Massachusetts General Laws Chapter 90, section 26 requires any Massachusetts driver who was involved in an accident causing injury, death, or property damage equal to more than $1,000 to file a crash report with Registry of Motor Vehicles. Then, file this report within 5 days of the incident. While a police officer was likely at the scene of your accident and filed a police report, this additional form is still necessary. You must also send a copy of the report to the police department. There is no cost to file the crash report.

An automobile accident can have a major effect on your health and your financial stability. Understanding your responsibilities in those crucial first moments can help you avoid costly fines in the future. To learn more about Massachusetts auto requirements and auto insurance, visit our blogLoPriore Insurance Agency is an independent insurance agency located in the Greater Boston area. We strive to help our valued clients find the right policies to meet all of their needs at prices they can afford. Get in touch today for more information about our policies, and instant quote, or to learn how to finally find insurance that fits your lifestyle.

Top 5 FAQ’s About What To Do After A Car Accident In Massachusetts

Should I file a claim if the accident wasn’t my fault?

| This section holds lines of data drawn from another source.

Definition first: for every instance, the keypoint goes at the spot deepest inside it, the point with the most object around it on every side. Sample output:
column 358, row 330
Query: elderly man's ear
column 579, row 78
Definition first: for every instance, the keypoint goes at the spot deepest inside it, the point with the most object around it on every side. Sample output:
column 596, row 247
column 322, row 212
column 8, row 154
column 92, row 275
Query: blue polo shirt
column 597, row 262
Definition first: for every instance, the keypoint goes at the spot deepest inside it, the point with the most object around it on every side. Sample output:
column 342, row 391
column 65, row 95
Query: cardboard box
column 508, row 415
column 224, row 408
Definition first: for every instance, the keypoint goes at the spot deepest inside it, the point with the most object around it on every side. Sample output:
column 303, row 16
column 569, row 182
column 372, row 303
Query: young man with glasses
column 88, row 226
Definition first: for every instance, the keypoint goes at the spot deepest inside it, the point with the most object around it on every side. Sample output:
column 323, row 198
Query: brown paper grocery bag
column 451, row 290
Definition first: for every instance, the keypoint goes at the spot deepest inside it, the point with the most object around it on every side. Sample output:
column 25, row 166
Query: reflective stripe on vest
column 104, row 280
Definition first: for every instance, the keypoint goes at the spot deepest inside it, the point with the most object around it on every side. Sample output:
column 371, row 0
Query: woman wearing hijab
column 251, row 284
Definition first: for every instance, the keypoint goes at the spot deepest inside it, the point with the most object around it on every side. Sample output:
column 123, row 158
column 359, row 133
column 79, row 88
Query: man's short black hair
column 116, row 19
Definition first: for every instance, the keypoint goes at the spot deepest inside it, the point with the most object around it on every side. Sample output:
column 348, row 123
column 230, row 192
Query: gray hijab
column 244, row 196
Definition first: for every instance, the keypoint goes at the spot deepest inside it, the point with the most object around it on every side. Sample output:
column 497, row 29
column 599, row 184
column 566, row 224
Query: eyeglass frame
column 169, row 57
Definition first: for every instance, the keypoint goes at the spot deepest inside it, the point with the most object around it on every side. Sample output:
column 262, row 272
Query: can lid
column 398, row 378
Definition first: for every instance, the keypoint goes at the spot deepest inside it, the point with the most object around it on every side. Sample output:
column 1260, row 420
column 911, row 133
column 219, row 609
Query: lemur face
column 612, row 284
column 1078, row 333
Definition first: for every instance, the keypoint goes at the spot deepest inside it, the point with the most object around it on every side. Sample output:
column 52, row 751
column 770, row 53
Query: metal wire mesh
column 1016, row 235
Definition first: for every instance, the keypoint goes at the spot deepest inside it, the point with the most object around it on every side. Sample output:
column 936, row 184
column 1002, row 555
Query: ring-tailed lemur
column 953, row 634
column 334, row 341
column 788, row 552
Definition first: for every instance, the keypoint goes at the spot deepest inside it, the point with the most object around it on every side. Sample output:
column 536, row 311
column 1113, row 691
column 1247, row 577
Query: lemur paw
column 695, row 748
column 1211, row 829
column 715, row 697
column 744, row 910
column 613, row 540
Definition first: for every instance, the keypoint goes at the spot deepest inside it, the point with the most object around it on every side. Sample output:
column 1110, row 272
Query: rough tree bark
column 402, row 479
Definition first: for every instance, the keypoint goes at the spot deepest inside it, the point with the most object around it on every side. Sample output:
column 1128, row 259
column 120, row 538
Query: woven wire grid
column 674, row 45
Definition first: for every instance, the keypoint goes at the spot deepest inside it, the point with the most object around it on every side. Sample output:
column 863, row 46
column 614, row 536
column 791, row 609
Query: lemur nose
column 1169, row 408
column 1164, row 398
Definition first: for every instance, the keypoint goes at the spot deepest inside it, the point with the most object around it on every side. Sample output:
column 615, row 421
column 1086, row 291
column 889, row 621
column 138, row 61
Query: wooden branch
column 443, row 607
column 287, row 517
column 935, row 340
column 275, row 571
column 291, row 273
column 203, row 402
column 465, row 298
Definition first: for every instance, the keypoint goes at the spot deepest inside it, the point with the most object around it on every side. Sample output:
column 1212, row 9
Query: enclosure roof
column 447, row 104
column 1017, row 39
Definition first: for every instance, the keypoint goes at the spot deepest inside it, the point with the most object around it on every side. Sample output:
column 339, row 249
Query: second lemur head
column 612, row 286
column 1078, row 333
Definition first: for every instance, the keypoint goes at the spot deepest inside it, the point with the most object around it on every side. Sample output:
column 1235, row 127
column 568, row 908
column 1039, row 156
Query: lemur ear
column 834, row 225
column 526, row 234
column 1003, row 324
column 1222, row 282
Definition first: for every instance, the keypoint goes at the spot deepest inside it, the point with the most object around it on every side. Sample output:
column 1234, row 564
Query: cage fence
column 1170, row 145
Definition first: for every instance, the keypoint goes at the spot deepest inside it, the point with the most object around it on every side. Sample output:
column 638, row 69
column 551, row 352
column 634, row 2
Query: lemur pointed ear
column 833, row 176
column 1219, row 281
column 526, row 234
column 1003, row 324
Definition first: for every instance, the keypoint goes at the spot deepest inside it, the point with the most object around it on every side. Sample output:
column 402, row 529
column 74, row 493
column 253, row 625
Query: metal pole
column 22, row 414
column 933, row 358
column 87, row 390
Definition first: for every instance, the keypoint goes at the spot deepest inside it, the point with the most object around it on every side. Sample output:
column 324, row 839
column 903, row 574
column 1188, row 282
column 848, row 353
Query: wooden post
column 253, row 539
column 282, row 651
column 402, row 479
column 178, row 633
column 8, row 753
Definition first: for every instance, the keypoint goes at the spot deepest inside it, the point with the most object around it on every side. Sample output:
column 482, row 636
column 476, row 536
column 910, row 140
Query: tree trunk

Massachusetts is a no-fault state. This means, to seek compensation for medical costs, you must file a claim with your own insurance company. The exception that allows you to file a claim directly with the other driver (third-party claim) in which you will need to prove that you incurred at least $2,000 in reasonable medical expenses, and/or your injuries include permanent and serious disfigurement, one or more fractured bones, or substantial loss of hearing or sight.

Do I have to report the accident if no one was hurt and no damage occurred?

Yes, injuries may take hours or days to appear for you or the other driver. Additionally, drivers who are uninsured or underinsured may be more likely to seek ways to resolve the accident quickly without calling the police.

Should I file a claim for minor damage?

If you caused an accident that involves another driver, it’s most likely a good idea to file a claim. If you damaged your car in an accident that doesn’t involve another car and the damage to your car costs less than your deductible, you might be better off paying out-of-pocket to avoid increased rates.

Where can I get a crash report form?

You can download the report from Mass.gov, or request it from any law enforcement agency. A copy of your completed report should be mailed to your insurance agency, to the local police department, and to the RMV.

How long will it take my insurance company to pay my claim?

There are no specific time limits for the settlement of claims. Insurance companies legally have to pay all claims in a prompt and reasonable amount of time. The amount of time it takes to pay an approved claim may vary depending on the circumstances surrounding your accident. However, many claims are paid within 30 days of filing.